Let me take issue with you on what you say. 

It is not the solicitor who provides the address of a debtor but the creditor. The solicitor is acting on the instructions of their client. The creditor is trying to find the debtor  - what does that say? It says that the debtor is not disclosing a postal address where legal papers can be served. 

I have received post at my home address for previous occupants. It does not upset me - rather, I regard it as part of the ebbs and flows  of life and of how, if someone is trying to find someone or serve someone, that it makes sense to try all addresses they may have had. I have opened post and contacted the people involved to advise them that the previous occupant is long gone. That has ended the correspondence. 

I think it is safe to assume that the OP's friend gave the OP's address to the debtor.
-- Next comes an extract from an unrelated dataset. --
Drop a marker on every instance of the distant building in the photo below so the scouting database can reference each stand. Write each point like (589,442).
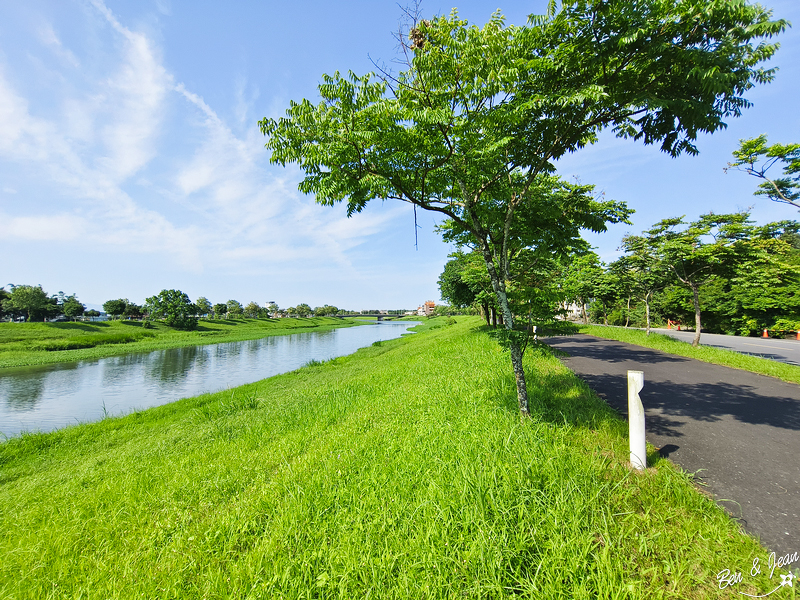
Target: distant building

There is no other explanation. 

Please don't throw the book at anyone other than the debtors, who are owed money and who are trying to get paid, and the creditors who seek to involve others in their troubles by providing their friends' addresses to debtors. 

mf


----------



## niceoneted (5 Oct 2010)

OP was your address ever used as part of the business you had with the person the letter is addressed to. Perhaps that is why it was used. Who is to say that they did not have a number of addresses for the person it was intended for and sent letters to all of them. 

I think if you had not opened it - I know it was in error- and not know the content of it that you would not be so bothered about it. 

Just keep returning any further post and refuse registered letters as you have. Let it slide after that. It's not you they are after.


----------



## Time (5 Oct 2010)

The next step will be whoever it is that is chasing will get an order for personal service from a judge. Just tell whoever they send that said person does not live there and that should end it.


----------



## Papercut (5 Oct 2010)

It _might_ be worthwhile contacting the Data Protection Commissioner's office to see if you have any rights as regards the bank or the solicitor sending documentation intended for third parties to your address.

They _migh_t be able to advise you on what you can do to ensure that both the bank & solicitors amend their records & stop doing this.

That's what I'd do anyway.

*The Office of the Data Protection Commissioner 
Canal House 
Station Road 
Portarlington 
Co. Laois 

LoCall: 1890 252 231 
Tel: 057 868 4800 
Fax: 057 868 4757 
Email: **info@dataprotection.ie* 
*Website: **www.dataprotection.ie*​


----------



## Peter54 (5 Oct 2010)

Mf1, as far as I have been led to believe the debtor never once mentioned me or my address when applying for the loan or to the debt management company they are currently dealing with.  I am presuming it was got from the companies registration office, as I had once been a co director with this person; that is my only explanation of how my address may have cropped up as a possible abode for this person.   



niceoneted said:


> OP was your address ever used as part of the business you had with the person the letter is addressed to.



No my address was never used at any time.

Papercut, thank you.  I will contact them today.  I've just had somebody at my home taking down the registration number of a vehicle parked in my drive and generally snooping around, so I will be sure to contact them today to see were I stand.

Thanks again.


----------



## BazFitz (5 Oct 2010)

Peter54 said:


> I contacted the solicitors practice and was albeit asked why I was so hot and botherd by the situation if I had nothing to hide.


 
This is appalling behaviour on the part of the solicitor.  He or she has no right to make such insinuations. My response would be to ask that solicitor why they hadn't studied harder in order to avoid being a "yellow pack solicitor" chasing people for mickey mouse debts.


----------



## csirl (5 Oct 2010)

BazFitz said:


> This is appalling behaviour on the part of the solicitor. He or she has no right to make such insinuations.


 
+1

The solicitors should be polite and apologetic - its their/their clients fault, not the householders.


----------



## Wishes (5 Oct 2010)

It might be wise to find out what address the debt management company are using.  

I find it peculiar that a bank would issue their solicitors with a wrong address instead of using the address of the debt management company they would have been corresponding with.


----------



## Peter54 (10 Oct 2010)

I've returned all letters as mentioned and refused to sign for registered post.  I've also returned letters from the debtors accountant, stating clearly that they do not live at this address.

Thanks for all the advise.


----------



## ajapale (10 Oct 2010)

I think well leave it at that.


----------